# [George McNinch](http://gmcninch.math.tufts.edu) Math 87 - Spring 2026

# Integer programming -- Knapsack problem example

# Week 5



# The Hiking Trip Problem
You're going on a day hike and can carry at most 15 kg in your backpack. You have 6 items to choose from:

| Item | Weight (kg) | Value/utility |
|------|-------------|-------------------|
| Water | 3 | 10 |
| Food | 4 | 9 |
| First-aid kit | 2 | 7 |
| Rain jacket | 2 | 6 |
| Camera | 3 | 5 |
| Book | 3 | 3 |

The goal is to maximize the utility of objects packed in your backpack.

We are going to use `PuLP` to solve this problem.

`PuLP` uses branch-and-bound internally, similar to what we discussed earlier, but with enhancements:
1. It solves the LP relaxation (allows fractional quantities) to get an upper bound
2. It intelligently chooses which variable to branch on using heuristics like:

Variables closest to 0.5 (most fractional)
Variables that appear in many constraints
Problem-specific strategies

3. It prunes branches when the LP relaxation can't beat the best integer solution found so far
4. Modern solvers add many optimizations:

Cutting planes - add extra constraints to tighten the LP relaxation
Heuristics - quickly find good (not necessarily optimal) integer solutions
Preprocessing - simplify the problem before solving
Parallel search - explore multiple branches simultaneously

In [47]:
from pulp import *

# Create problem
prob = LpProblem("Knapsack", LpMaximize)

# Items: (name, weight, value)
items = {
    'Water':      {"weight": 3, "utility": 10},
    'Food':       {"weight": 4, "utility":  9},
    'FirstAid':   {"weight": 2, "utility":  7},
    'RainJacket': {"weight": 2, "utility":  6},
    'Camera':     {"weight": 3, "utility":  5},
    'Book':       {"weight": 3, "utility":  3}
}


# Binary variables: take item or not
x = {name: LpVariable(name, cat='Binary') for name in items}
x


{'Water': Water,
 'Food': Food,
 'FirstAid': FirstAid,
 'RainJacket': RainJacket,
 'Camera': Camera,
 'Book': Book}

In [21]:
# we can get all the 'utility' values:
[ items[name]["utility"] * x[name] for name in items ]

[10*Water + 0,
 9*Food + 0,
 7*FirstAid + 0,
 6*RainJacket + 0,
 5*Camera + 0,
 3*Book + 0]

In [49]:
2*x["Water"]

2*Water + 0

In [22]:
# we need to create the objective function from these utility values.
# pulp has us do so by "adding" this vector to the problem using the += operator.

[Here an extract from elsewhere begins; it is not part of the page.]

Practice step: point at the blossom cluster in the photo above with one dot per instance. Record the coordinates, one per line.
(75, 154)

# Objective: maximize total utility
prob += lpSum(items[name]["utility"] * x[name] for name in items)

## or the following also works, but is slightly less efficient for a large number of items

# prob += lpSum( [items[name]["utility"] * x[name] for name in items] )



In [23]:

# and similarly, we "add" the constraint(s) to the problem

# Constraint: total weight <= 15
prob += lpSum(items[name]["weight"] * x[name] for name in items) <= 15

# again, we could give the vector as a list rather than a generator

# prob += lpSum( [items[name]["weight"] * x[name] for name in items] ) <= 15

In [51]:

# Create problem
prob = LpProblem("Knapsack", LpMaximize)

# Items: (name, weight, value)
items = {
    'Water':      {"weight": 3, "utility": 10},
    'Food':       {"weight": 4, "utility":  9},
    'FirstAid':   {"weight": 2, "utility":  7},
    'RainJacket': {"weight": 2, "utility":  6},
    'Camera':     {"weight": 3, "utility":  5},
    'Book':       {"weight": 3, "utility":  3}
}


# Binary variables: take item or not <-> 1 or 0
x = {name: LpVariable(name, cat='Binary') for name in items}

# Objective: maximize total utility
prob += lpSum(items[name]["utility"] * x[name] for name in items)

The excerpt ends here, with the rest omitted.